George Sand

Histoire de ma vie

France   1855

Genre de texte
mémoires

Contexte
Le rêve se situe dans la suite de la deuxième partie du roman, qui en compte cinq.

Dans cette partie, Georges Sand se rappelle ses premiers souvenirs d’enfance dont fait partie un polichinelle qu’elle a reçu en cadeau. Comme elle avait peur que le polichinelle fasse du mal à sa poupée, elle refusait de ranger le jouet dans l’armoire avec cette dernière et le laissait dormir sur le poêle dans sa chambre.
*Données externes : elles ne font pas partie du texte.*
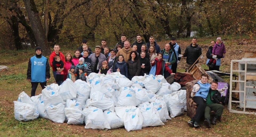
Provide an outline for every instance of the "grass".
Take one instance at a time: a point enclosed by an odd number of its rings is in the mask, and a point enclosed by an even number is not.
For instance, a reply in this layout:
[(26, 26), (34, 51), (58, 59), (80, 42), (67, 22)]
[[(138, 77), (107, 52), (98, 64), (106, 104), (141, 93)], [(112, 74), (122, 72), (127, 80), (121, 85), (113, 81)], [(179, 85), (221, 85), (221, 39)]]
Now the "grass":
[[(227, 36), (226, 38), (234, 39), (236, 37)], [(209, 40), (213, 38), (200, 38), (199, 44), (208, 44)], [(183, 39), (179, 40), (188, 41), (190, 39)], [(226, 42), (230, 43), (232, 42), (227, 40)], [(64, 53), (73, 53), (74, 50), (72, 49), (74, 48), (71, 49), (63, 47), (61, 49)], [(163, 126), (143, 128), (141, 130), (129, 133), (123, 128), (107, 131), (86, 130), (84, 125), (55, 123), (49, 120), (41, 118), (27, 122), (18, 121), (14, 118), (13, 101), (17, 100), (19, 94), (23, 91), (29, 95), (30, 94), (31, 85), (26, 80), (26, 74), (29, 59), (34, 55), (34, 51), (32, 49), (0, 51), (0, 64), (9, 68), (7, 70), (1, 71), (0, 74), (0, 136), (256, 136), (256, 117), (230, 113), (226, 108), (224, 112), (222, 122), (212, 126), (210, 129), (204, 126), (197, 129), (189, 127), (186, 122), (190, 119), (185, 114), (168, 121)], [(204, 63), (201, 64), (203, 68), (208, 68)], [(179, 65), (177, 71), (185, 72), (183, 66)], [(230, 66), (223, 64), (220, 69), (228, 70), (230, 67)], [(50, 72), (52, 77), (47, 83), (48, 84), (54, 82), (52, 71)], [(224, 80), (229, 83), (229, 78)], [(41, 90), (39, 85), (36, 94), (40, 93)]]

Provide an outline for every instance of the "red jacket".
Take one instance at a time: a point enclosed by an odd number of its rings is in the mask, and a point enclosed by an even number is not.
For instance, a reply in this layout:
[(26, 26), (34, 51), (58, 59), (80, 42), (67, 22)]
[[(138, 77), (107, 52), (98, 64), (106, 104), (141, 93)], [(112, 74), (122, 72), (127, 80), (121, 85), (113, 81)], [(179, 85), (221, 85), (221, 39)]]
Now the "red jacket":
[[(152, 66), (153, 66), (155, 65), (155, 63), (156, 62), (156, 75), (162, 75), (162, 72), (161, 72), (161, 71), (162, 70), (162, 69), (163, 69), (162, 68), (162, 64), (163, 63), (163, 61), (164, 61), (163, 59), (162, 58), (160, 60), (160, 61), (159, 61), (158, 59), (157, 59), (157, 58), (156, 57), (155, 58), (155, 62), (153, 63), (151, 63), (151, 65)], [(171, 70), (168, 66), (167, 65), (165, 62), (164, 62), (164, 70), (165, 71), (167, 71), (169, 72), (170, 74), (172, 73), (172, 70)]]
[[(63, 68), (64, 68), (66, 65), (66, 62), (65, 61), (65, 56), (64, 56), (64, 55), (63, 55), (62, 53), (59, 51), (59, 55), (60, 58), (60, 60), (63, 62), (63, 63), (64, 63), (64, 66), (63, 66)], [(49, 57), (50, 66), (52, 67), (52, 71), (56, 71), (56, 70), (55, 70), (55, 68), (54, 68), (54, 67), (53, 67), (53, 66), (52, 65), (52, 61), (53, 61), (53, 60), (54, 60), (54, 57), (56, 56), (57, 56), (57, 55), (55, 54), (55, 52), (54, 51), (53, 51), (51, 53), (51, 54), (50, 55), (50, 57)]]

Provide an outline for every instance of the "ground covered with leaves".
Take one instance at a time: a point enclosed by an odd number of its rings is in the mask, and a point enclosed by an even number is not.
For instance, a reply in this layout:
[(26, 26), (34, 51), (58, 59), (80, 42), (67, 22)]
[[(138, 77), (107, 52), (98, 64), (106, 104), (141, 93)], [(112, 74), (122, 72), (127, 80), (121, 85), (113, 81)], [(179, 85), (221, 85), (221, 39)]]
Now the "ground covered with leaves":
[[(255, 51), (256, 40), (231, 36), (222, 37), (227, 53), (222, 60), (220, 69), (224, 72), (230, 71), (231, 59), (241, 59), (245, 51)], [(198, 44), (206, 52), (212, 40), (216, 38), (200, 38)], [(191, 43), (190, 39), (179, 39), (177, 43), (181, 46), (182, 53)], [(169, 42), (165, 40), (158, 42), (162, 47)], [(63, 49), (64, 48), (64, 49)], [(61, 49), (63, 53), (73, 53), (74, 49)], [(222, 117), (222, 122), (218, 122), (212, 128), (208, 129), (200, 123), (201, 127), (190, 128), (187, 122), (189, 117), (185, 113), (176, 117), (165, 123), (162, 126), (143, 128), (141, 130), (127, 132), (124, 128), (107, 131), (86, 129), (84, 125), (68, 125), (67, 123), (54, 123), (50, 120), (39, 118), (32, 121), (20, 122), (15, 119), (13, 101), (17, 101), (19, 94), (23, 91), (30, 95), (31, 85), (26, 79), (27, 69), (29, 58), (34, 55), (34, 50), (19, 51), (0, 51), (0, 64), (7, 66), (8, 70), (1, 71), (0, 73), (0, 136), (256, 136), (256, 116), (230, 113), (225, 106)], [(242, 52), (240, 53), (239, 52)], [(205, 55), (199, 63), (203, 68), (207, 68), (205, 65)], [(48, 56), (47, 57), (48, 57)], [(184, 72), (185, 59), (182, 59), (178, 66), (178, 71)], [(51, 71), (51, 76), (52, 76)], [(48, 84), (54, 82), (53, 77)], [(229, 79), (227, 79), (228, 82)], [(36, 93), (41, 93), (40, 85)]]

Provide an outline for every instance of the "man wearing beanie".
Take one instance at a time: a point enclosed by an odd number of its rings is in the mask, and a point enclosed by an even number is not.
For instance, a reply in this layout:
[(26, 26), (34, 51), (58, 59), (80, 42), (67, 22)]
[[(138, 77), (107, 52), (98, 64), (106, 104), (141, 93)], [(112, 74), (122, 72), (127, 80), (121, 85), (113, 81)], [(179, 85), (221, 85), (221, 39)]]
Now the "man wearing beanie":
[(50, 77), (48, 60), (42, 55), (42, 48), (37, 47), (35, 51), (36, 54), (30, 59), (27, 71), (27, 79), (31, 83), (31, 97), (35, 95), (38, 83), (44, 89)]

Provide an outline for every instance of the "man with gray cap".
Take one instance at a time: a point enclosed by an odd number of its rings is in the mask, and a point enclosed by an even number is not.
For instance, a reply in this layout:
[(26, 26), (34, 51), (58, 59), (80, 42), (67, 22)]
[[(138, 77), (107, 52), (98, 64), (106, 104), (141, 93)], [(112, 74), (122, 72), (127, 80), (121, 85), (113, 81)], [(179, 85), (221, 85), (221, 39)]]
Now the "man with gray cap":
[(100, 46), (96, 46), (95, 47), (95, 53), (91, 54), (89, 57), (92, 60), (91, 68), (92, 72), (99, 73), (100, 69), (102, 67), (102, 62), (106, 60), (106, 56), (100, 53), (101, 50)]
[(27, 79), (31, 83), (31, 97), (34, 96), (38, 83), (43, 89), (50, 78), (50, 66), (48, 59), (42, 55), (42, 49), (37, 47), (35, 55), (30, 58), (27, 71)]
Elle rêve un soir de ce polichinelle.

Notes
Ce rêve remonte à l’époque où George Sand avait moins de quatre ans.

Texte témoin
Oeuvres complètes, T. 40, 41, 42, 43, Paris, Calmann-Lévy, 1879, p. 163.




Un rêve d’enfance 1

Un polichinelle déchaîné

Je reviens à mon polichinelle qui reposait sur le poêle, étendu sur le dos et regardant le plafond avec ses yeux vitreux et son méchant rire. Je ne le voyais plus, mais, dans mon imagination, je le voyais encore, et je m’endormis très-préoccupée du genre d'existence de ce vilain être qui riait toujours et qui pouvait me suivre des yeux dans tous les coins de la chambre. La nuit, je fis un rêve épouvantable : polichinelle s’était levé, sa bosse de devant, revêtue d’un gilet de paillon rouge, avait pris feu sur le poêle, et il courait partout, poursuivant tantôt moi, tantôt ma poupée qui fuyait éperdue, tandis qu’il nous atteignait par de longs jets de flamme. Je réveillai ma mère par mes cris. Ma soeur, qui dormait près de moi, s'avisa de ce qui me tourmentait et porta le polichinelle dans la cuisine, en disant que c'était une vilaine poupée pour un enfant de mon âge. Je ne le revis plus. Mais l'impression imaginaire que j'avais reçue de la brûlure me resta pendant quelque temps, et, au lieu de jouer avec le feu comme jusque-là j'en avais eu la passion, la seule vue du feu me laissa une grande terreur.